Japanese maker distances itself from exploding Hezbollah radios
Japanese walkie-talkie maker Icom Inc. Director Yoshiki Enomoto shows its radio model IC-V82 at the company head office in Osaka, Japan, Sept. 19, 2024. (EPA Photo)


The Japanese manufacturer of the walkie-talkies linked to explosions that killed 20 Hezbollah members and injured hundreds in Lebanon distanced itself from the incident saying it could not have produced the explosive devices.

"There’s no way a bomb could have been integrated into one of our devices during manufacturing. The process is highly automated and fast-paced, so there’s no time for such things," Yoshiki Enomoto a director at ICOM told Reuters outside the company's headquarters in Osaka, Japan on Thursday.

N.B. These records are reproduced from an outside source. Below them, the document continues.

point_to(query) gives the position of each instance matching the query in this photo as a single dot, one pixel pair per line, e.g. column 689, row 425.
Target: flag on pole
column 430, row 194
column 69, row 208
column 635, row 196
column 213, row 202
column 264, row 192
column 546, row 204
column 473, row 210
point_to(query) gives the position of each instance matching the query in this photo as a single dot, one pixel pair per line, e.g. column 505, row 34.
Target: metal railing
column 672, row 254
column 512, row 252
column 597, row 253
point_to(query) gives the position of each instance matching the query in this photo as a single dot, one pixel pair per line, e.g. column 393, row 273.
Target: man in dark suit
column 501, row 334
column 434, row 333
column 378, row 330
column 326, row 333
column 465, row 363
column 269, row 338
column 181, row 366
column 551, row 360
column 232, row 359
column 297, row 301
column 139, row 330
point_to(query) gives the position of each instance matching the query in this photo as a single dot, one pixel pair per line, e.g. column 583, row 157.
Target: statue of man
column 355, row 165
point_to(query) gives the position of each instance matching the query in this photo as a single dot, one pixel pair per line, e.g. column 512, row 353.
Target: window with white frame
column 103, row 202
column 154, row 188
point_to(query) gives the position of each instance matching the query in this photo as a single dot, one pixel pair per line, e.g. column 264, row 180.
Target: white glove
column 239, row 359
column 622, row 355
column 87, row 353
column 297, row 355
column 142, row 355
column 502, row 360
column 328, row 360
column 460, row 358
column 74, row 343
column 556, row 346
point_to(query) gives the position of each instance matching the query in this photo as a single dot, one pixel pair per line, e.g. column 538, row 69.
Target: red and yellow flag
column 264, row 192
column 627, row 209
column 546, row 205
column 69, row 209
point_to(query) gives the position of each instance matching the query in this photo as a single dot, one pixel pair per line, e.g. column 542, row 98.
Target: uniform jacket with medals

The detonation of hand-held radios used by Hezbollah on Wednesday in Beirut's suburbs and the Bekaa Valley, followed a series of electronic pager explosions Tuesday that killed at least 12 people, including two children, and injured 3,000 others.

ICOM has said it halted production of the radio models identified in the attack a decade ago and that most of those still on sale were counterfeit.

"If it turns out to be counterfeit, then we'll have to investigate how someone created a bomb that looks like our product. If it's genuine, we'll have to trace its distribution to figure out how it ended up there," Enomoto said.